Die von den NEOS beantragte Sondersitzung des Nationalrats zur Verlängerung der Grenzkontrollen zu den EU-Partnerländern findet am Freitag kommender Woche (19. Oktober) statt. Die Sitzung wird in der Früh eröffnet, zu erwarten ist eine Dringliche Anfrage an Bundeskanzler Sebastian Kurz (ÖVP), zu Mittag beginnt dann die eigentliche Debatte.

Slowenien bekräftigt Widerstand

Slowenien bekräftigt unterdessen seinen Widerstand gegen österreichische Grenzkontrollen. “Diese Maßnahme ist ungerechtfertigt und unverhältnismäßig”, hieß es aus dem slowenischen Innenministerium auf APA-Anfrage am Donnerstag. In einer Reaktion auf die offizielle Ankündigung der Bundesregierung, die Kontrollen um ein weiteres halbes Jahr zu verlängern, bekräftigte Ljubljana die bereits bekannte Position. Dass die Grenzkontrollen auf der Schengen-Innengrenze ungerechtfertigt seien, bestätigen laut dem slowenischen Innenministerium auch die Statistiken. “Diese zeigen, dass keine Gefahr von sekundärer Migration und erst recht keine Gefährdung der internen Sicherheit Österreichs besteht”, hieß es in einer Mitteilung.

Laut slowenischen Statistiken zu illegalen Grenzübertritten haben österreichische Sicherheitskräfte in den ersten sieben Monaten des laufenden Jahres insgesamt 15 Personen nach Slowenien zurückgeschickt, im Gesamtjahr 2017 waren es 24 Personen gewesen. Eine Anfrage aus dem Innenministerium in Wien blieb vorerst unbeantwortet.

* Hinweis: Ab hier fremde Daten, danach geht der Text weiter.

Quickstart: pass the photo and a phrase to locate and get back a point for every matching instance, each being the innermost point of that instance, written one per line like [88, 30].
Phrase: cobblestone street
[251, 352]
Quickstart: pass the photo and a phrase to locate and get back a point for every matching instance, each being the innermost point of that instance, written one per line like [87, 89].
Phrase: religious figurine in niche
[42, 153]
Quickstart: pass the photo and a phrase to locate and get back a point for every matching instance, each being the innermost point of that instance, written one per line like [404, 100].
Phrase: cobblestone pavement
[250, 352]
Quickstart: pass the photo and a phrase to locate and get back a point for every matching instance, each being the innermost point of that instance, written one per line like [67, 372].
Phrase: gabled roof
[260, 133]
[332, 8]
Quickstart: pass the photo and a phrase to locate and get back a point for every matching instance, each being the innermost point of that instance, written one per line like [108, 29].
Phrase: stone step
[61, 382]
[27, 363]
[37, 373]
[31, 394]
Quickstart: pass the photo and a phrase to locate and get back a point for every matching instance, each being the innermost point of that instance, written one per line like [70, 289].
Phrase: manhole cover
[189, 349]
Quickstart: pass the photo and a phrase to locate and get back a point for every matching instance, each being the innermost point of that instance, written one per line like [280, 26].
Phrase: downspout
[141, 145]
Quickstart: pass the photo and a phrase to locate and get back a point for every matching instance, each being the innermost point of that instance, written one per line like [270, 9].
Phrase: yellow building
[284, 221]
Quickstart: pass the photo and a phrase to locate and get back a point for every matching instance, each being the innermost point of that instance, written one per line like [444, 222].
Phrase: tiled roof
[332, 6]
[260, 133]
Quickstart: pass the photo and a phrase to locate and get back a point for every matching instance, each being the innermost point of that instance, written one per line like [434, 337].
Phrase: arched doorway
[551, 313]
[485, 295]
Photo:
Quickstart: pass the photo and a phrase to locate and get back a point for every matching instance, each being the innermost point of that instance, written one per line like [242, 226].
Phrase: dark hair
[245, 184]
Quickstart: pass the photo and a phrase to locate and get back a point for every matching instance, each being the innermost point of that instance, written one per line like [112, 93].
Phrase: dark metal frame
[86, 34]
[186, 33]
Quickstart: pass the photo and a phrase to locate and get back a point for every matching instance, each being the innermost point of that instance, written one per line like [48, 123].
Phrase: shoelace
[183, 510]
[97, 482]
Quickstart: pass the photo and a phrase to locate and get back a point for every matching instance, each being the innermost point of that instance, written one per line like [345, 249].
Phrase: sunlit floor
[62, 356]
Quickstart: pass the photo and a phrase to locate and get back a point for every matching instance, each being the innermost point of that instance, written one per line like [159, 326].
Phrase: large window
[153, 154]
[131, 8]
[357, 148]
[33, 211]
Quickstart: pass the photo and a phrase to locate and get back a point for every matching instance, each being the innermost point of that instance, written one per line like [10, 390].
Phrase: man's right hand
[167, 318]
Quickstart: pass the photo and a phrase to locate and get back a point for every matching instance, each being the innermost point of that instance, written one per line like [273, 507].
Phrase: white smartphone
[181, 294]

Seitdem Österreich Ende 2015 die Grenzkontrollen eingeführt hat, stemmt sich Slowenien dagegen. Der neue slowenische Premier Marjan Sarec kritisierte die Aufrechterhaltung von Grenzkontrollen an der Grenze zu Slowenien auch bei seinem Brüssel-Aufenthalt am Mittwoch. “Wir sehen das als Zeichen des Misstrauens und Akt, der nicht im Einklang mit europäischen Maßstäben ist”, sagte Sarec und betonte, dass Slowenien seine Schengen-Außengrenze immer gut geschützt habe, auch am Höhepunkt der Migrationskrise.